Now, Workstation does have a number of features that take advantage of what virtualization can do. The Player does not have many of these features. Examples include multiple snapshots (which is an awesome feature, as many Workstation users will tell you), cloning, VM creation, and teams. It does suspend, however. If you close the Player while a VM is running, it will suspend. The next time you start it up, it will be in exactly the same place as when you left it.
Now, as to the question of why we’re doing this. Eventually, virtualization will be everywhere. Microsoft has said that Longhorn will contain (someday) contain virtualization support. Xen is another virtualization platform that someday will be available to all users for the tasks they need. Virtualization won’t be the interesting thing of tomorrow. What you do with it will be. For example, let’s look at multiple snapshots again. You can create snapshots of various configurations and sofware installations in your VM and then at any point revert back to one. If you’re about to upgrade your Windows XP VM to SP2, you can snapshot before the install. If things go horribly wrong, you can revert to that snapshot, and be exactly where you left off.

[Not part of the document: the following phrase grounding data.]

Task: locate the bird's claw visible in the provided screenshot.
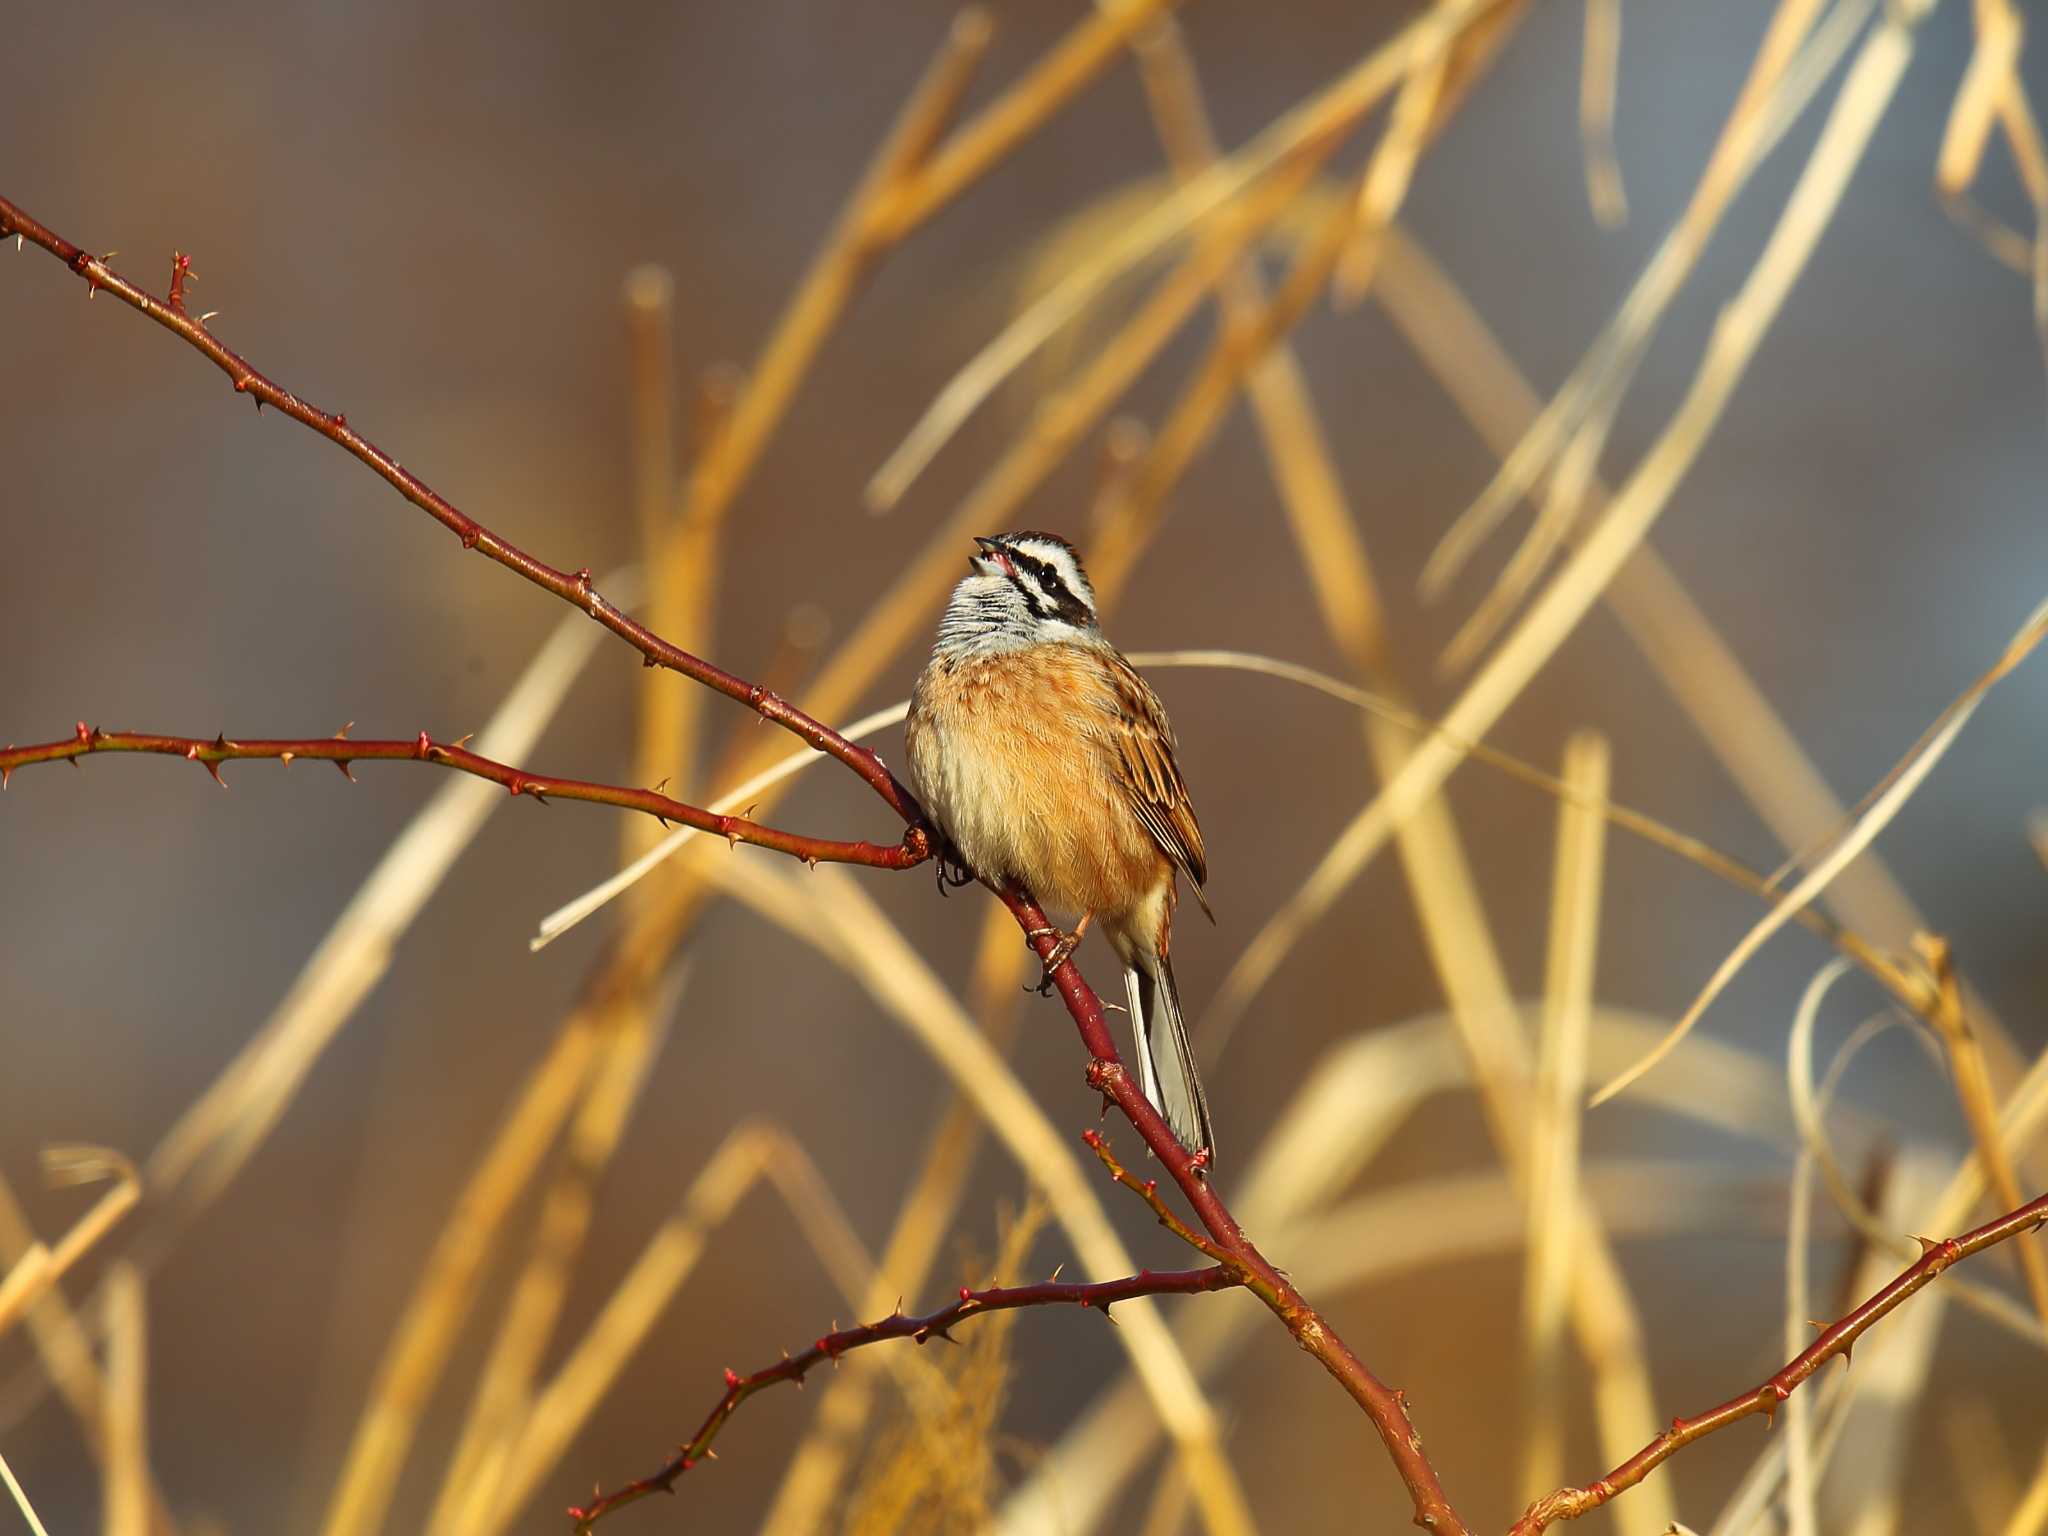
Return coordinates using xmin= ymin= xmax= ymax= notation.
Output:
xmin=1022 ymin=925 xmax=1083 ymax=994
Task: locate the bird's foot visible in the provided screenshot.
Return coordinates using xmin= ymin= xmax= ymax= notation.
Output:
xmin=1022 ymin=915 xmax=1091 ymax=994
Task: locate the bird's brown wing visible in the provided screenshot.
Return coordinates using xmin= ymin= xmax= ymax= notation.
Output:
xmin=1101 ymin=650 xmax=1212 ymax=920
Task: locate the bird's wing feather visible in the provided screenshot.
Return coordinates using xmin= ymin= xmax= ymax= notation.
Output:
xmin=1099 ymin=650 xmax=1211 ymax=916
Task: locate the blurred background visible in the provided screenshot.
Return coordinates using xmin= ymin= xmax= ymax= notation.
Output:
xmin=3 ymin=2 xmax=2046 ymax=1533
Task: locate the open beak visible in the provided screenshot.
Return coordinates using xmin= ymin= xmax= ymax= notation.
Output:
xmin=971 ymin=536 xmax=1014 ymax=578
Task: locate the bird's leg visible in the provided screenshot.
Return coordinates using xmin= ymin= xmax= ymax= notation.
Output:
xmin=930 ymin=834 xmax=975 ymax=896
xmin=1023 ymin=912 xmax=1093 ymax=994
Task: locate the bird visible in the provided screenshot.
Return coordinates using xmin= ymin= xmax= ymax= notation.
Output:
xmin=904 ymin=530 xmax=1216 ymax=1164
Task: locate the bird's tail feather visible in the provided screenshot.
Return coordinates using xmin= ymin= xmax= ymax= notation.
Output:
xmin=1122 ymin=955 xmax=1213 ymax=1165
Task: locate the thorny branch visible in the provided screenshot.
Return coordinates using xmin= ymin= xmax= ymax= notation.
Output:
xmin=1509 ymin=1190 xmax=2048 ymax=1535
xmin=0 ymin=196 xmax=922 ymax=830
xmin=564 ymin=1259 xmax=1241 ymax=1532
xmin=0 ymin=187 xmax=1474 ymax=1533
xmin=0 ymin=724 xmax=928 ymax=872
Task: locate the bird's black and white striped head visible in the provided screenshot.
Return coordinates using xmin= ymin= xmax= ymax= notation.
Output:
xmin=936 ymin=531 xmax=1102 ymax=659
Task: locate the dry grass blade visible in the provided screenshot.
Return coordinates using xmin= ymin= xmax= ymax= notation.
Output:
xmin=1002 ymin=1006 xmax=1785 ymax=1536
xmin=1935 ymin=0 xmax=2048 ymax=275
xmin=691 ymin=852 xmax=1256 ymax=1536
xmin=1373 ymin=221 xmax=2034 ymax=1085
xmin=1813 ymin=1151 xmax=1955 ymax=1532
xmin=863 ymin=0 xmax=1181 ymax=244
xmin=146 ymin=583 xmax=626 ymax=1235
xmin=864 ymin=0 xmax=1503 ymax=509
xmin=529 ymin=698 xmax=909 ymax=948
xmin=1213 ymin=0 xmax=1934 ymax=1055
xmin=0 ymin=1449 xmax=51 ymax=1536
xmin=1416 ymin=0 xmax=1844 ymax=604
xmin=1911 ymin=934 xmax=2048 ymax=1326
xmin=1782 ymin=976 xmax=1906 ymax=1536
xmin=1785 ymin=959 xmax=2045 ymax=1344
xmin=1942 ymin=1396 xmax=2020 ymax=1536
xmin=1592 ymin=594 xmax=2048 ymax=1108
xmin=1331 ymin=34 xmax=1450 ymax=303
xmin=1579 ymin=0 xmax=1628 ymax=226
xmin=0 ymin=1148 xmax=140 ymax=1341
xmin=424 ymin=976 xmax=680 ymax=1536
xmin=1429 ymin=0 xmax=1872 ymax=669
xmin=317 ymin=1013 xmax=607 ymax=1536
xmin=1520 ymin=731 xmax=1610 ymax=1505
xmin=103 ymin=1263 xmax=148 ymax=1536
xmin=2008 ymin=1441 xmax=2048 ymax=1536
xmin=467 ymin=1121 xmax=897 ymax=1534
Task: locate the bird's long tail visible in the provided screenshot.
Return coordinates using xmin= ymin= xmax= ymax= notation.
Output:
xmin=1122 ymin=953 xmax=1214 ymax=1165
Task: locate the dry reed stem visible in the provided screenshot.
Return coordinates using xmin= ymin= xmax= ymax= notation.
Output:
xmin=1811 ymin=1153 xmax=1953 ymax=1535
xmin=1429 ymin=0 xmax=1867 ymax=671
xmin=102 ymin=1264 xmax=148 ymax=1536
xmin=1511 ymin=1166 xmax=2043 ymax=1534
xmin=1002 ymin=1006 xmax=1794 ymax=1536
xmin=1418 ymin=0 xmax=1829 ymax=601
xmin=1936 ymin=0 xmax=2048 ymax=294
xmin=2007 ymin=1440 xmax=2048 ymax=1536
xmin=1786 ymin=962 xmax=2042 ymax=1343
xmin=1910 ymin=934 xmax=2048 ymax=1326
xmin=633 ymin=6 xmax=991 ymax=812
xmin=1943 ymin=1396 xmax=2020 ymax=1536
xmin=0 ymin=1149 xmax=140 ymax=1341
xmin=1369 ymin=222 xmax=2034 ymax=1087
xmin=424 ymin=989 xmax=677 ymax=1536
xmin=1579 ymin=0 xmax=1627 ymax=226
xmin=1781 ymin=975 xmax=1893 ymax=1536
xmin=0 ymin=1179 xmax=176 ymax=1536
xmin=316 ymin=1015 xmax=606 ymax=1536
xmin=691 ymin=852 xmax=1256 ymax=1536
xmin=1593 ymin=595 xmax=2048 ymax=1106
xmin=0 ymin=1453 xmax=52 ymax=1536
xmin=866 ymin=0 xmax=1510 ymax=509
xmin=143 ymin=591 xmax=625 ymax=1240
xmin=467 ymin=1122 xmax=891 ymax=1533
xmin=1115 ymin=25 xmax=1670 ymax=1530
xmin=620 ymin=265 xmax=692 ymax=848
xmin=863 ymin=0 xmax=1182 ymax=244
xmin=1214 ymin=0 xmax=1947 ymax=1087
xmin=1520 ymin=732 xmax=1611 ymax=1506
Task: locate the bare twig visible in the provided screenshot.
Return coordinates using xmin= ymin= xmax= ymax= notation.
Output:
xmin=0 ymin=192 xmax=920 ymax=824
xmin=565 ymin=1262 xmax=1240 ymax=1532
xmin=1510 ymin=1190 xmax=2048 ymax=1534
xmin=0 ymin=723 xmax=927 ymax=871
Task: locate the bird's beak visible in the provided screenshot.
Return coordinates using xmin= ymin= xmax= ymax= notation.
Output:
xmin=971 ymin=536 xmax=1011 ymax=578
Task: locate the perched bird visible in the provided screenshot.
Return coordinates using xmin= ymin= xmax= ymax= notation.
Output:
xmin=905 ymin=531 xmax=1216 ymax=1162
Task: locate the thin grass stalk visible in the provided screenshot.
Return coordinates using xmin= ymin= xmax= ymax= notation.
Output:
xmin=1520 ymin=732 xmax=1611 ymax=1505
xmin=316 ymin=1015 xmax=605 ymax=1536
xmin=0 ymin=1449 xmax=51 ymax=1536
xmin=1911 ymin=934 xmax=2048 ymax=1325
xmin=867 ymin=0 xmax=1510 ymax=508
xmin=1579 ymin=0 xmax=1628 ymax=225
xmin=1943 ymin=1396 xmax=2021 ymax=1536
xmin=1212 ymin=0 xmax=1951 ymax=1066
xmin=2006 ymin=1440 xmax=2048 ymax=1536
xmin=1002 ymin=1006 xmax=1790 ymax=1536
xmin=694 ymin=853 xmax=1257 ymax=1536
xmin=0 ymin=1177 xmax=175 ymax=1536
xmin=101 ymin=1265 xmax=147 ymax=1536
xmin=1431 ymin=0 xmax=1871 ymax=673
xmin=1369 ymin=222 xmax=2036 ymax=1089
xmin=424 ymin=988 xmax=677 ymax=1536
xmin=469 ymin=1124 xmax=889 ymax=1533
xmin=1594 ymin=595 xmax=2048 ymax=1107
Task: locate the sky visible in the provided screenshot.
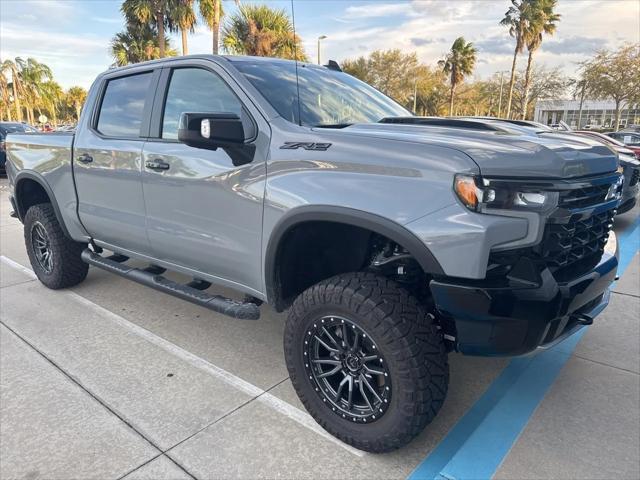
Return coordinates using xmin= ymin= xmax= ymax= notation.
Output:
xmin=1 ymin=0 xmax=638 ymax=90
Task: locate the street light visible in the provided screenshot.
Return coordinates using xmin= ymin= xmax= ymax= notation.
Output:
xmin=317 ymin=35 xmax=327 ymax=65
xmin=497 ymin=71 xmax=508 ymax=118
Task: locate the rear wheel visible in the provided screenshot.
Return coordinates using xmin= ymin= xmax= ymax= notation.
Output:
xmin=284 ymin=272 xmax=449 ymax=453
xmin=24 ymin=203 xmax=88 ymax=289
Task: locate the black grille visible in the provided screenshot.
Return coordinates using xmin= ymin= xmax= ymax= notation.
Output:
xmin=557 ymin=184 xmax=610 ymax=209
xmin=539 ymin=209 xmax=614 ymax=274
xmin=630 ymin=168 xmax=640 ymax=187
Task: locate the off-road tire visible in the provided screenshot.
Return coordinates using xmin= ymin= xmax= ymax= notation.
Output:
xmin=284 ymin=271 xmax=449 ymax=453
xmin=24 ymin=203 xmax=88 ymax=289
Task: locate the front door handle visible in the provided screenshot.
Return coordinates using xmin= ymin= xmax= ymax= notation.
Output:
xmin=77 ymin=153 xmax=93 ymax=164
xmin=145 ymin=159 xmax=170 ymax=171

ESX’s VMotion is another example. With VMotion, you can move, say, a running database VM from one physical computer to another with no interruption. This is important for enterprises who may have to deal with a hardware failure. If a piece of hardware on the physical server is starting to go bad, you can move the running VMs to a good piece of hardware without any downtime at all. There’s more information about VMotion on the Virtual Center FAQs page.
Those are two very cool uses of virtualization, and there are many more that you will see in time. So, the platform, while still very important, no longer becomes the interesting part of it. It’s what virtualization allows you to do that just wasn’t possible or was very difficult before.
The other major question I have received is about third party software to create or modify VMs. Is this allowed? Will VMware go after you? I should make it clear first that I don’t speak for VMware in this post, and that everything stated is of my own opinion. Standard disclaimer, etc. Now, if you want to create or modify VMs, you can still get the free trial of Workstation and use that. Hopefully you’ll see all that it has to offer and buy it 🙂 If you’re a student, you can usually get discounts, and they’re often given out at VMware conferences. I hope that Workstation offers more value to most people than just being able to create VMs. That being said, I don’t believe we’d go after anybody that created such tools. (Insert standard disclaimer again 🙂
If you haven’t tried Workstation 5.5 beta yet, though, give it a try and see if it’s worth it first. It’s an awesome product.
So, yeah, in summary, no evil ulterior motive, just like there wasn’t with the release of libview, which is our cool widget library, built upon the wonderful gtkmm (like the rest of Workstation and the Player). We try to be a good company.